GitHub verifies the signature against the user’s published keys at github.com/.keys. The “Verified” badge in commit history is the signal that signing is working.

  • deterministic-deps doesn’t check rulesets — it’s static-analysis of in-tree files, not GitHub-API state.

  • Alternatives:

    • The AlexJReid/branch-protection-bot action applies branch-protection JSON in CI; community-maintained ruleset-drift-detection bots exist but none has emerged as canonical yet
    • GitHub’s own Repository Settings API is the ground truth; any inspection script that uses gh api .../rulesets is canonical
  • Manual:

    Terminal window
    # List active rulesets
    gh api /repos/your-org/your-repo/rulesets --jq '.[] | {name, target, enforcement, id}'
    # Inspect one
    gh api /repos/your-org/your-repo/rulesets/<id> | jq .
  1. Setting rulesets in the GitHub UI and not committing the JSON. The settings are now reviewable only in the UI, drift becomes invisible, and onboarding a new repo means clicking through screens instead of applying a template. Always commit the JSON.
  2. bypass_actors that includes “Maintain” or higher. That’s almost everyone. A bypass meaningfully exists for emergency response — keep it empty in steady-state, populate it via temporary ruleset during incidents.
  3. required_status_checks listing checks that don’t exist. GitHub silently treats them as pending forever, blocking all PRs. Verify check names match exactly what GitHub Actions emits.
  4. Forgetting tag-protection. Most OSS repos have branch protection but not tag rulesets — and tag rulesets are what makes SLSA / cosign / npm --provenance actually trustworthy. Tier 3 isn’t complete without them.
  5. Treating required_signatures as optional. Without signed commits, the required_signatures rule blocks everyone; with them, only contributors who haven’t set up signing are blocked, which surfaces the gap immediately and is the desired behaviour.

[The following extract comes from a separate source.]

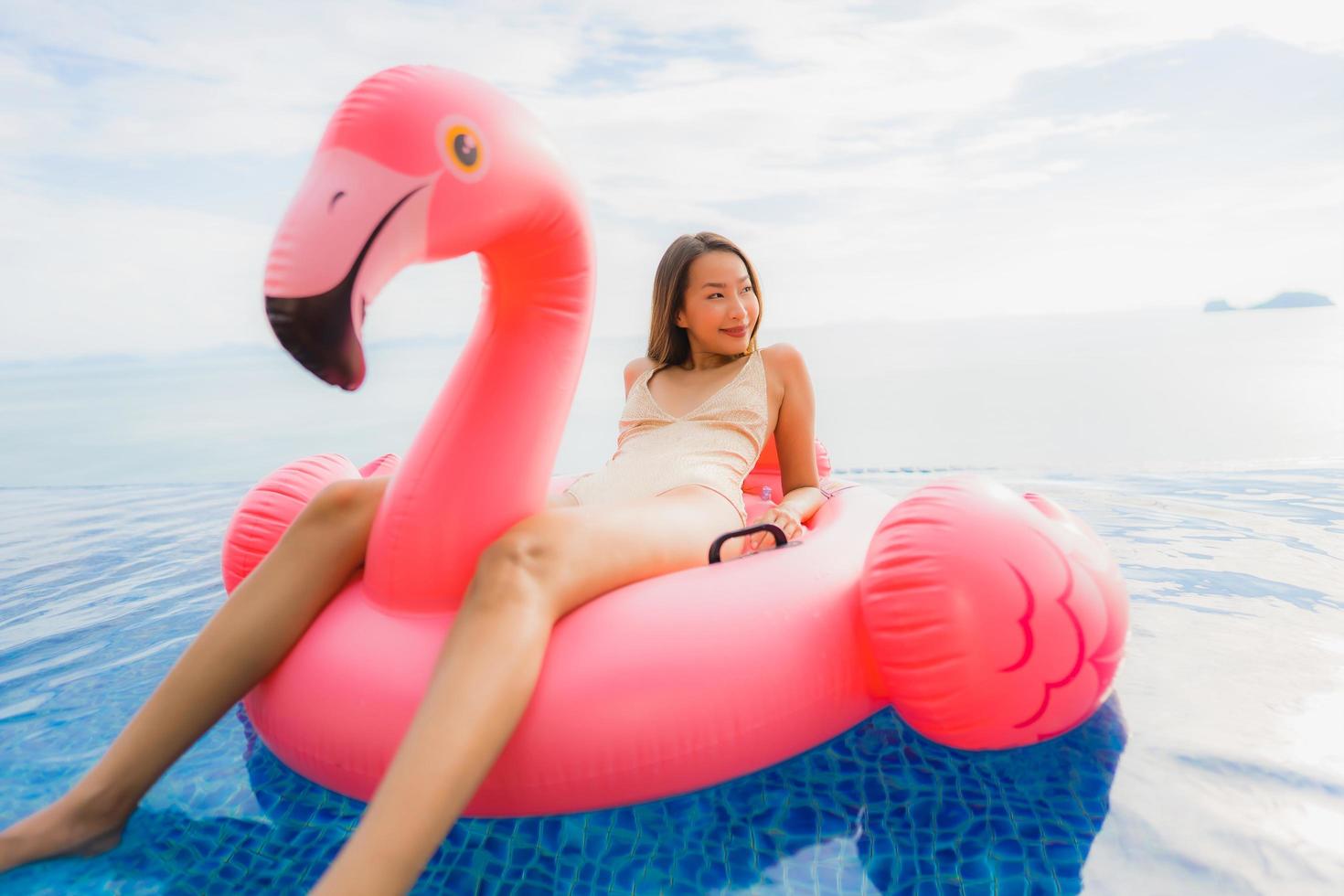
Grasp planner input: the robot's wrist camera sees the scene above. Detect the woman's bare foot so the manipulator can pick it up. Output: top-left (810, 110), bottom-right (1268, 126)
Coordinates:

Ozark-Security-Labs/PkgWarden/.github/rulesets/main-protection.json is the canonical OSL ruleset: deletion blocked, non-fast-forward blocked, linear history required, signatures required, PR-with-1-approving-review-and-codeowner-review required, single status check (repository hygiene) required. The companion tag-protection ruleset is referenced by SessionScope’s release.yml which verifies it exists with the name Protect release tags before any release artifact is produced.

The tag ruleset JSON itself is not currently committed to a public OSL repo (it’s applied via the GitHub UI on SessionScope and AuthMap); committing it under .github/rulesets/release-tag-protection.json alongside main-protection.json is a near-term follow-up.